À Dijon (Côte-d’Or), pour Constructa maître d’ouvrage, PietriArchitectes et Upsilon ont, en 2026, livré 38 logements collectifs sur la ZAC du Quai des Carrières Blanches. Surface : 2 487 m² SDP. Coût : 5 M€ HT. Communiqué.
Dans le quartier de la Fontaine d’Ouche, l’opération décline, au bord de l’eau, un vocabulaire singulier de logements au plus près du canal de Bourgogne et du lac Kir, autour d’une référence commune : le cabanon de plage.

Un site d’interface entre la ville et l’eau
Le Quai des Carrières Blanches s’étire le long du canal de Bourgogne, là où l’Ouche rejoint le lac Kir, à la rencontre de deux territoires qui se tournaient le dos : le quartier très minéral de la Fontaine d’Ouche, édifié dans les années 1970, et les espaces de nature et de loisirs des berges.
Dans le cadre du renouvellement urbain piloté par la SPLAAD, le lot 3 prend place sur une parcelle de 2 704 m², au sein du cahier des charges urbain conçu par l’agence Rudolph Vinet et de l’aménagement des rives mené avec le paysagiste Sequana.
Bas et de gabarits homogènes en R+3 partiel, les bâtiments instaurent une échelle à hauteur d’habitant et font la couture entre les tours existantes et le grand paysage. Implantés linéairement, ils ménagent des percées visuelles nord-sud entre l’eau et le quartier, tandis que des halls traversants ouvrent des accès depuis la ville comme depuis le canal.

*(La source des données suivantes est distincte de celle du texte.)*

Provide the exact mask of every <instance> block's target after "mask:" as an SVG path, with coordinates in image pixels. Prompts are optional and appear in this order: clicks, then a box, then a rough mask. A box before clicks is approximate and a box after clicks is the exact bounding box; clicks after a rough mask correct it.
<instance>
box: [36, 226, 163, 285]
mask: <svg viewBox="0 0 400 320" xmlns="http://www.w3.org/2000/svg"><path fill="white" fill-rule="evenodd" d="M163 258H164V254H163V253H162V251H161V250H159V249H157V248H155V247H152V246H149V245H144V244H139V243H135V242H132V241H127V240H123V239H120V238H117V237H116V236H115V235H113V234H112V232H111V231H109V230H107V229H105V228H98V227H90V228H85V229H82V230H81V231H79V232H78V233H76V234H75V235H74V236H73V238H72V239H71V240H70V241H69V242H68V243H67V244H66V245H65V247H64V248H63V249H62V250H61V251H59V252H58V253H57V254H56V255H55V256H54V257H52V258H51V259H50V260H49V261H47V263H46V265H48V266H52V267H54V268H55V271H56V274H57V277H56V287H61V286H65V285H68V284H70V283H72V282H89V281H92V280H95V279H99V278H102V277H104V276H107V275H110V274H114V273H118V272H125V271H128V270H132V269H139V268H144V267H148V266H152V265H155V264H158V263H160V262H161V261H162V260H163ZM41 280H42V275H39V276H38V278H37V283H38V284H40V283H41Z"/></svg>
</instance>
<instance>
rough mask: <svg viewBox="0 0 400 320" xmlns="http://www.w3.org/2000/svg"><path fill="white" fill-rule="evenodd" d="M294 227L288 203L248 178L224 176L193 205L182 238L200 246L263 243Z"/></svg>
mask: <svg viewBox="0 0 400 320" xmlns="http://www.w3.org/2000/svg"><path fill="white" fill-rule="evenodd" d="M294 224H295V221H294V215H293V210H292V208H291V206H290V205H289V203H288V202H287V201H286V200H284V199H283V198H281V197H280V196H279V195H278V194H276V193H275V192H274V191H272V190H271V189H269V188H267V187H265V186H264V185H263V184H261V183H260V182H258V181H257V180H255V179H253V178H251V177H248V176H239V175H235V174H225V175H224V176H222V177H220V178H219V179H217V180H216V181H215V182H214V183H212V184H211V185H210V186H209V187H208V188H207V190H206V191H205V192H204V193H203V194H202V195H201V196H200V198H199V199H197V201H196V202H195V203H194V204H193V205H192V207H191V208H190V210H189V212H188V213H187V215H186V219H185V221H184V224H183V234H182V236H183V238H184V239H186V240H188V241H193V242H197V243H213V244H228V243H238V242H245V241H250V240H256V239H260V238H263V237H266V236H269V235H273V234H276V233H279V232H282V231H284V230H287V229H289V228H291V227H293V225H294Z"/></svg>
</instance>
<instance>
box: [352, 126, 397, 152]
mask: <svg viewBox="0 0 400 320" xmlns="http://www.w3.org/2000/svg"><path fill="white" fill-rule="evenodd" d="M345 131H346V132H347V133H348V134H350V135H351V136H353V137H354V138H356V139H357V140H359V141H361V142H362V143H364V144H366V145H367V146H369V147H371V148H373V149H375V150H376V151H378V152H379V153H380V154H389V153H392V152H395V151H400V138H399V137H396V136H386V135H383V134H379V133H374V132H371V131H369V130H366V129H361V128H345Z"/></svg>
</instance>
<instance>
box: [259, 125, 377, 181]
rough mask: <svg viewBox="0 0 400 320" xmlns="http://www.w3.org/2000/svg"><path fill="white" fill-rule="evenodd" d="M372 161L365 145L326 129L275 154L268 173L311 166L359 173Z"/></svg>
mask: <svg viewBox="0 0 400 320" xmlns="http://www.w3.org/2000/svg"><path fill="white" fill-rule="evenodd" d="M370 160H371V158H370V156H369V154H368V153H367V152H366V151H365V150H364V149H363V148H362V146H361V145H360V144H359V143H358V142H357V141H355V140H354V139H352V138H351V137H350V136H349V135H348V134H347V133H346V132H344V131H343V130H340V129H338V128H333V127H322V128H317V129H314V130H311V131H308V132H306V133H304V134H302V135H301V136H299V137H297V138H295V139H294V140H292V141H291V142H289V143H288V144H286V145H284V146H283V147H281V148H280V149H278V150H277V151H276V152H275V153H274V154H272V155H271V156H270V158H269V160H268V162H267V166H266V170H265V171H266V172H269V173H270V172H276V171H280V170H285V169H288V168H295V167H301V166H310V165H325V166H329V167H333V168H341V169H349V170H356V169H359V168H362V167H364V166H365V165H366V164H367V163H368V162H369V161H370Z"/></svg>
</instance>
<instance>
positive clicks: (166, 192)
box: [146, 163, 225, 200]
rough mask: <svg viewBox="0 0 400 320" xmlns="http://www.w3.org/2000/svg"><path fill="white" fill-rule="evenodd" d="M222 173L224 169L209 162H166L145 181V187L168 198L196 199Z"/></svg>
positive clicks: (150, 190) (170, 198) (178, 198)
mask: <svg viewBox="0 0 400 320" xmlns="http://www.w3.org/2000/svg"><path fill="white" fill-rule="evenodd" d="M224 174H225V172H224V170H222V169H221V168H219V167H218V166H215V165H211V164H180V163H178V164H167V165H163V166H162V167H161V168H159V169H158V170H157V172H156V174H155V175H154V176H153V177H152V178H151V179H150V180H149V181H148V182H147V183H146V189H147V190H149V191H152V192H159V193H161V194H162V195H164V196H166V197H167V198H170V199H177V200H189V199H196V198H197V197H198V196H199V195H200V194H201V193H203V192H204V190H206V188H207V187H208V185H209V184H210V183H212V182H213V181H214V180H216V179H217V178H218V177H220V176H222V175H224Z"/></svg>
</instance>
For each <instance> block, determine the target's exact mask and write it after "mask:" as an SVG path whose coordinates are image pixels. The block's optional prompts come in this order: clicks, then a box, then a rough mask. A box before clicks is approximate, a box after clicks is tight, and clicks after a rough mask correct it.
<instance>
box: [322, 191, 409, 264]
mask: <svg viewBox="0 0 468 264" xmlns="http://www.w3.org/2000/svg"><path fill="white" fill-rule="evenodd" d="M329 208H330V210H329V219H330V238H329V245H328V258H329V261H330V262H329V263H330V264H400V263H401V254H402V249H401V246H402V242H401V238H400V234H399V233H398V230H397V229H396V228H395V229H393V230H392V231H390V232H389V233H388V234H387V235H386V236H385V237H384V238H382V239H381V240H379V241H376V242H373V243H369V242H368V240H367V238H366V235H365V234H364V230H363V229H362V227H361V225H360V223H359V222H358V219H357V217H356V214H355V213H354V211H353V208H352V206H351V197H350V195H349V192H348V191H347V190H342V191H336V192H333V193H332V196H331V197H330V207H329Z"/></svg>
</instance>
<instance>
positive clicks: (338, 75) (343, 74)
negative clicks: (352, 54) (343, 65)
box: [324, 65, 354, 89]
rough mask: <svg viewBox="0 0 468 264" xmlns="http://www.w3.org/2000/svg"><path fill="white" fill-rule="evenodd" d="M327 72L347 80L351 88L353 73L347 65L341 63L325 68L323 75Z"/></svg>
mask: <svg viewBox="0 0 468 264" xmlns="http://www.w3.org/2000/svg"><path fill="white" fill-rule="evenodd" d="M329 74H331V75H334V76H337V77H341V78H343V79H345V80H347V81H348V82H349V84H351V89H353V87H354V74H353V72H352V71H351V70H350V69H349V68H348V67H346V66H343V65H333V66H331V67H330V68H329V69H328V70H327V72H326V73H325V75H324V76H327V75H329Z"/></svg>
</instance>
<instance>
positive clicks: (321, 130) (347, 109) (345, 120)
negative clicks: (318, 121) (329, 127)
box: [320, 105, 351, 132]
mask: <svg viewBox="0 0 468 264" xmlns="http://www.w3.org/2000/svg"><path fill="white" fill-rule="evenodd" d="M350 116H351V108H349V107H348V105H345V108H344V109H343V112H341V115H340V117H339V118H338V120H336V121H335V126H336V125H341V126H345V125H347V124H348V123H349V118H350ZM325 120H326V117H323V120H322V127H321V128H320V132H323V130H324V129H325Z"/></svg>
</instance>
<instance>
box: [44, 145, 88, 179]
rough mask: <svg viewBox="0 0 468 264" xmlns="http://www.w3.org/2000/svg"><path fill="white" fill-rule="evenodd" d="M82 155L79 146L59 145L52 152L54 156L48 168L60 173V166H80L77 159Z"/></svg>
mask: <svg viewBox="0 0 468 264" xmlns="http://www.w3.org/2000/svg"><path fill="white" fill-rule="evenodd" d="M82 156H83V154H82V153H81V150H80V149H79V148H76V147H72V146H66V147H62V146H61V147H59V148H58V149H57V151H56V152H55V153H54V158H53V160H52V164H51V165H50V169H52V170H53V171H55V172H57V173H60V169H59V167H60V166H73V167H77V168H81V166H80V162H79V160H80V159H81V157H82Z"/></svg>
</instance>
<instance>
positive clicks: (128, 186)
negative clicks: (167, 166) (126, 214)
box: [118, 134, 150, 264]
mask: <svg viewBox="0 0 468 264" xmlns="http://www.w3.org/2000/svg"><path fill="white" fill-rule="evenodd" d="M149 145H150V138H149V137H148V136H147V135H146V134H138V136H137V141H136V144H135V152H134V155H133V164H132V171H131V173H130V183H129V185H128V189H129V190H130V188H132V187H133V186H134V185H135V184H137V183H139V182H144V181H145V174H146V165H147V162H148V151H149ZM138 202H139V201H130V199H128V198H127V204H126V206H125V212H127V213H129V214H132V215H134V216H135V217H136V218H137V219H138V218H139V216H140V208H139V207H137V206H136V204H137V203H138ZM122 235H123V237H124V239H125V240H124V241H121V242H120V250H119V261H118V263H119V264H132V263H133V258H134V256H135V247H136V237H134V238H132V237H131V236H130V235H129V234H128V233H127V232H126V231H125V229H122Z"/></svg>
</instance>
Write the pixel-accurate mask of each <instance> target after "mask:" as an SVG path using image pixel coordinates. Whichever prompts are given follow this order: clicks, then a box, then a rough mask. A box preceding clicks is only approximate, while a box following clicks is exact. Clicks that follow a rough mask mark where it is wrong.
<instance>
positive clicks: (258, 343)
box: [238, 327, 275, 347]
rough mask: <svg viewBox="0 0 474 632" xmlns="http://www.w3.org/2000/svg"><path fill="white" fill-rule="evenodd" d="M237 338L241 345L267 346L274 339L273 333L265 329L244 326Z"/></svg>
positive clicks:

Le cabanon de plage, fil conducteur du projet
Tout le projet se déduit d’une référence unique : le cabanon de plage. Le cabanon renvoie à une architecture du temps libre, à une architecture poétique, à une architecture de l’eau. Côté canal, un rez-de-chaussée continu de cabanons court le long des rives : il leur donne une identité forte, les fait vivre et crée des espaces publics qualitatifs, accessibles à tout le quartier.
À l’échelle du logement, ce même cabanon devient une pièce en plus – ouverte sur l’extérieur – que chacun s’approprie au gré de ses usages : cuisine d’été, atelier, abri à vélos ou à kayak.


Des logements tournés vers le dehors
Les logements sont baignés de lumière par de grandes baies vitrées, dessinées pour donner l’impression de vivre dehors. Doublement orientés, ils bénéficient d’une ventilation naturelle traversante et profitent à la fois des vues sur l’eau et de la lumière du sud et de l’ouest. Les espaces extérieurs se déclinent, balcons au R+2 tournés vers le lac Kir ; toitures-terrasses au R+3, ouvertes sur le panorama du quartier.

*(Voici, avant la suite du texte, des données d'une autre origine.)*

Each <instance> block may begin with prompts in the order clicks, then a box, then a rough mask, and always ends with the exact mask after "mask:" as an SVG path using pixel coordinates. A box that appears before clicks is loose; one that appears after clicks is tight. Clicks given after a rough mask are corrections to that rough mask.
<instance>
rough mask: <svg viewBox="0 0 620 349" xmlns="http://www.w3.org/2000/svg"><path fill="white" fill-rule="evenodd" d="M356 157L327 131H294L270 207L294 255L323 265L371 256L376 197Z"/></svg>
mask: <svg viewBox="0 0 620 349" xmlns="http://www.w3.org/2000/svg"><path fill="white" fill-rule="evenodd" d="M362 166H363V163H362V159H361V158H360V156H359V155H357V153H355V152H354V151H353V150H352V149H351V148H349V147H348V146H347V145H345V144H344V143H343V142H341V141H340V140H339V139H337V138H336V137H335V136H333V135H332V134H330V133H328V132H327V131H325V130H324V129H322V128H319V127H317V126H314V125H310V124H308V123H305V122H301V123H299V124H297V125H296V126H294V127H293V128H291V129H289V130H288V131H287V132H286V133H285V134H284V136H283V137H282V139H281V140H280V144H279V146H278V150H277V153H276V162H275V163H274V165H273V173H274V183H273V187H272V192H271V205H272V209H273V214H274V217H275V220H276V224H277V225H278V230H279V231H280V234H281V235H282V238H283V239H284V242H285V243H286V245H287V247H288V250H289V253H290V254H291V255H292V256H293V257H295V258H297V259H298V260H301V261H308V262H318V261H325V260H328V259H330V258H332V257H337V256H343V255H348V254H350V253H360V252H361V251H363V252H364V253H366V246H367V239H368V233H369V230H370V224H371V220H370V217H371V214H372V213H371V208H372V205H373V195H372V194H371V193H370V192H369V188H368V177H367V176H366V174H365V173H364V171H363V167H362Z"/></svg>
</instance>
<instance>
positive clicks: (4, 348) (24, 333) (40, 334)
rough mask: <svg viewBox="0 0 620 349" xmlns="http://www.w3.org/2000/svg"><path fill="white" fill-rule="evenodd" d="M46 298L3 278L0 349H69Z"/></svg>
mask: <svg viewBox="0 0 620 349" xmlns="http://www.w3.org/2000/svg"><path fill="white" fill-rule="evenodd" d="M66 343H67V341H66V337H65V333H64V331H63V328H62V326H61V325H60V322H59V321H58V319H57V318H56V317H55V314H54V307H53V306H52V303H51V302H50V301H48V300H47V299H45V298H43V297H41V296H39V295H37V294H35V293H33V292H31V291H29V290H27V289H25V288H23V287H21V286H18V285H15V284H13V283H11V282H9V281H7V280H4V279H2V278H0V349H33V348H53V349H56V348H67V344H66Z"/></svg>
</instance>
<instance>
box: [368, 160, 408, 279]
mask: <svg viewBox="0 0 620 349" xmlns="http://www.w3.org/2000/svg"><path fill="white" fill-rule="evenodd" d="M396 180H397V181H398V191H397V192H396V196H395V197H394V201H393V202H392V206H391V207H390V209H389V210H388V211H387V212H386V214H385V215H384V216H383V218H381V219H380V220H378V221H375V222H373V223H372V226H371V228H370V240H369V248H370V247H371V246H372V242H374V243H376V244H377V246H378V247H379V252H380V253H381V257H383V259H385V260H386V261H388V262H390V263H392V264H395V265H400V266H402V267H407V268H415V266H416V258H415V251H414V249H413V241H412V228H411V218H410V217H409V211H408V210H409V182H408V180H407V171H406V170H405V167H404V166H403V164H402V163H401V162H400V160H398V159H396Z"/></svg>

La tuile blanche, un matériau local
Les tuiles blanches, principal matériau du projet, possèdent de hautes qualités environnementales et sont produites localement. Déclinée dans une palette de blancs sur les façades comme sur les pans de toiture, la tuile blanche unifie l’ensemble et lui donne sa silhouette. Entre chaque bâtiment, une faille végétalisée d’environ sept mètres préserve un espace planté et prolonge la trame verte des berges jusqu’au cœur de l’opération.